Yes, I googled it and indeed found a paper about neutropenia being sometimes observed within 7-14 following vaccinations in general. But if this is what's behind the entire argumentation against covid vaccine, then the reasoning is moot since CDC considers people to be fully vaccinated only two weeks after the 2nd shot, and advises people to behave as if they were unvaccinated before that. So people "walking around and getting infected" within 14 days is a problem created by people's behavior, not by the vaccine. Of course the other important point is to know if unvaccinated people that get infected by covid also develop neutropenia and lymphocytopenia.
If I'm reading this right, the thesis here is that vaccines are responsible for mutations because increased number of mutations on spike protein sequence targeted by the vaccine. That is some high grade anti-vax fuel. Have you considered survivorship bias and why not?
I'd start with Directed Evolution Part 1. Vaccines are not responsible for the mutations directly. They alter the selective pressure such that viruses that have spike mutations become more prevalent than the Wuhan wild type strains that contain spike proteins the vax was designed from. Secondly, they lower white blood cells required to fight viral infections so the evolutionary experiment kicks into over drive. I've worked in a lab for 25 years and am vaccinated for everything but C19. Divisive binary pro vs anti ad-hominens will be deleted. As for survivorship bias, thats spelled out here - https://youtu.be/guMqyrmni4I
My understanding is that the delta variant spreads faster and escapes neutralizing antibodies even in unvaccinated individuals. Is there any reason to doubt that it would be the predominant strain even if everyone was unvaccinated?

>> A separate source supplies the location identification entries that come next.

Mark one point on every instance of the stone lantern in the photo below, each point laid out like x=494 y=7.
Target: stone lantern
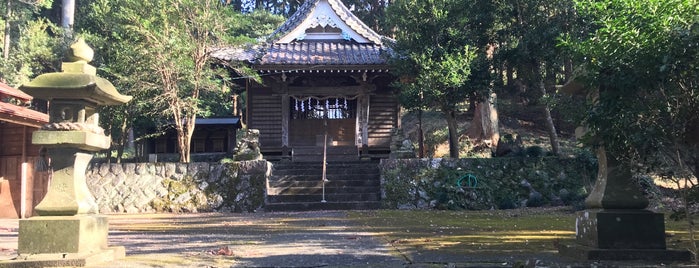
x=68 y=223
x=616 y=224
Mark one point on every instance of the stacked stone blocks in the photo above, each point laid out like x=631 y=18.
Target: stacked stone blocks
x=179 y=187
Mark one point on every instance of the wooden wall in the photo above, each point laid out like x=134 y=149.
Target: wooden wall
x=266 y=116
x=14 y=140
x=383 y=117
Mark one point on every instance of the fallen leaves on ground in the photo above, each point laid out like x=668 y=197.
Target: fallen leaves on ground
x=222 y=251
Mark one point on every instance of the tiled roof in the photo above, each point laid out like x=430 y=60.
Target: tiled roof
x=332 y=54
x=317 y=53
x=340 y=9
x=13 y=92
x=22 y=115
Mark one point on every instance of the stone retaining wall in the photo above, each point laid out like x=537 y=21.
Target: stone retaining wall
x=496 y=183
x=179 y=187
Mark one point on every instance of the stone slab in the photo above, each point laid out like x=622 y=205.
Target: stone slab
x=65 y=260
x=63 y=234
x=586 y=253
x=620 y=229
x=75 y=139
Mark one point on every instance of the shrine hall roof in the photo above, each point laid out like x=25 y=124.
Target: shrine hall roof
x=308 y=53
x=291 y=47
x=340 y=10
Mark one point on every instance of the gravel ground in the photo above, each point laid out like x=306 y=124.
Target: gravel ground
x=296 y=239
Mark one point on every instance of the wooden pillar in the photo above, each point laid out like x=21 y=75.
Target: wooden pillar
x=364 y=109
x=23 y=176
x=285 y=120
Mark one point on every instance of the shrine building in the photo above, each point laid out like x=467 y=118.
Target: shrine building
x=322 y=71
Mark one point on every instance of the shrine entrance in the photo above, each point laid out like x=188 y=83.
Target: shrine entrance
x=311 y=116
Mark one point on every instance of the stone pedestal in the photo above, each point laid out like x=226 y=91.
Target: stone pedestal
x=63 y=234
x=64 y=241
x=68 y=231
x=627 y=229
x=615 y=225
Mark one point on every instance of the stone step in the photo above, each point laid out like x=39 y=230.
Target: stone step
x=328 y=173
x=317 y=183
x=318 y=177
x=300 y=198
x=298 y=186
x=319 y=190
x=306 y=206
x=333 y=154
x=319 y=165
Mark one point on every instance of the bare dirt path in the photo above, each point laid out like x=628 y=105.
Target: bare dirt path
x=300 y=239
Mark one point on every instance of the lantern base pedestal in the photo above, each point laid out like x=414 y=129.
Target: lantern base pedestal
x=64 y=241
x=621 y=235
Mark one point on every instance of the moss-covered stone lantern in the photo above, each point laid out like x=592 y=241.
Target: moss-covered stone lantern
x=68 y=223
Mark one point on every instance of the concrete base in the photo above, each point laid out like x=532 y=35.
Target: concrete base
x=621 y=235
x=63 y=234
x=620 y=229
x=585 y=253
x=65 y=260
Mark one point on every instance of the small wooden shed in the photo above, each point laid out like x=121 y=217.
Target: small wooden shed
x=323 y=71
x=21 y=188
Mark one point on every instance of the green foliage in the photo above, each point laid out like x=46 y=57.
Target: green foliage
x=641 y=64
x=432 y=57
x=35 y=51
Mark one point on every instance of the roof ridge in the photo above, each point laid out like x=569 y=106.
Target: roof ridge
x=340 y=10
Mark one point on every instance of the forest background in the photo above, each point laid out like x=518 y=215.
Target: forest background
x=632 y=64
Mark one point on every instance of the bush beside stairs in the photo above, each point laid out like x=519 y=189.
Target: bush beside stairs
x=298 y=186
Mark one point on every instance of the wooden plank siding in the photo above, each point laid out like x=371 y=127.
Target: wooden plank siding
x=266 y=116
x=14 y=141
x=383 y=117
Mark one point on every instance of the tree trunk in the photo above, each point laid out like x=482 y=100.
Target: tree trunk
x=122 y=141
x=553 y=136
x=484 y=126
x=453 y=134
x=420 y=135
x=8 y=18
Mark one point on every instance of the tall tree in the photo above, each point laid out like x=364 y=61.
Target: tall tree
x=159 y=53
x=533 y=27
x=642 y=66
x=30 y=45
x=432 y=57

Yes. The innate immunity active in unvaccinated individuals is by nature non-specific, and allows a variety of mutations to coincide in a given population. This is what we saw during the first year of the pandemic. The dominance of vocs did not begin occurring until last fall, when vaccine trials and rollouts were initiated on a large scale, placing selective pressure on the virus (see graphs in this clip: https://youtu.be/B_Z_ezKnCsc).
Geert explains selection pressure here, beginning at 34:45.
https://youtu.be/qP31cfD3YOY
Isn't it so that right now a resourceful scientist can take existing variants and cultivate a newer mutation for higher virulence and other undesirable characteristics?
Is it even possible to distinguish between lab-directed mutations vs population level selective pressure directed mutations?